A community volunteer outing.
(Photo by Flickr user Daniel Thornton, used via a Creative Commons license)

This story is part of "Volunteerism" month of the Generocity Editorial Calendar. Find the series here.
The number of Americans contributing time and money to community organizations dropped to its lowest point in 13 years in 2015, according to an October report from the University of Maryland’s Do Good Institute.
That’s despite record-high rates of total volunteer hours and total charitable dollars — 8.7 billion hours in 2014 and $410 billion in 2017, respectively.
Some other key finding from the report:
- In 2015, 24.9 percent of Americans volunteered their time — a historic low.
- The volunteer rate reached an all-time peak of 28.8 percent in 2003, 2004 and 2005; the report mentions the Sept. 11, 2001 terrorist attacks as a factor.
- The percentage of Americans giving to charity also declined each year, from 66.8 percent in 2000 to 55.5 percent in 2014.
But Jeanette Bavwidinsi, volunteer engagement coordinator in the Mayor’s Office of Civic Engagement and Volunteer Service (OCEVS), said this drop may have more to do with an evolving definition of “service” than anything else — and that there’s actually been an uptick in civic engagement among Philadelphians in recent years, as tracked by her office.
“If you’re saying you’re only ‘serving’ if you’re feeding those who are housing insecure or you’re doing a cleanup, you’re leaving out the people who shovel for their neighbors and you’re leaving out the kids that collect books for pre-K students,” she said during an interview about choosing an impactful Martin Luther King Jr.
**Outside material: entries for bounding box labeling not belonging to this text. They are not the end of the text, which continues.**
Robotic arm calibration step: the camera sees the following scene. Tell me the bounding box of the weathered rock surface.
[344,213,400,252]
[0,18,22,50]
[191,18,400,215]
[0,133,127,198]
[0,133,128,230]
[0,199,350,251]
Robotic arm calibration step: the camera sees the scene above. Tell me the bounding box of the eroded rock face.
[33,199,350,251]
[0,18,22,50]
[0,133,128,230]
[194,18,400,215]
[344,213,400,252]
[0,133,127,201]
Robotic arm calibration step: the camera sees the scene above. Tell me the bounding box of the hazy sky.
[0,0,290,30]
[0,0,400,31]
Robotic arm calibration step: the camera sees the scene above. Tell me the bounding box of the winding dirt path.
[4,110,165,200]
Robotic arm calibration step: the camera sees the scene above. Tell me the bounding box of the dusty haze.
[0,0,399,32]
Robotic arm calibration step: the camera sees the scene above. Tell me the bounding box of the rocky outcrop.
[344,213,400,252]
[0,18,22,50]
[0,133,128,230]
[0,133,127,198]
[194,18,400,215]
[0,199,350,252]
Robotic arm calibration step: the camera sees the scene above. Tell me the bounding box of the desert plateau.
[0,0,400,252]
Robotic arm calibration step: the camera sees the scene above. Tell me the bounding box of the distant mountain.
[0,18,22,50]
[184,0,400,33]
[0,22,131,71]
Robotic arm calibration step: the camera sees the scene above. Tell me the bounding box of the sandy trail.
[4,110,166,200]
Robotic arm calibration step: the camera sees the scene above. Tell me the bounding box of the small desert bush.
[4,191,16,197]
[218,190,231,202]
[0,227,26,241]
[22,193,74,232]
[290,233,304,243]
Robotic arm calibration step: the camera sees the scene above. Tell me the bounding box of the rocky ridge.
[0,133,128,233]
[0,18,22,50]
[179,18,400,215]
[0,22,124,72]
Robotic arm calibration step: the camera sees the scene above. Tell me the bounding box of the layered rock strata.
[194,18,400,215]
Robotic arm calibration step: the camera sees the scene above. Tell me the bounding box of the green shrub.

Day volunteer experience. “What we’ve done [in OCEVS] is we’ve made sure we are being inclusive of what people are saying that they’re doing to serve.”
Bavwidinsi added that the internet has played a role in increasing cross-sector volunteer service by informing community members about causes they can support in their own neighborhoods.
“We’ve had a ton of people want to volunteer to help with the Resilience Project in Kensington,” she said. “Unless we were [already] aware of current events and the state of what’s going on in our own city, we would’ve never seen that as a volunteer opportunity three months ago, but all of a sudden because of awareness and people willing to help their fellow Philadelphians, now there’s a sustainable service opportunity.”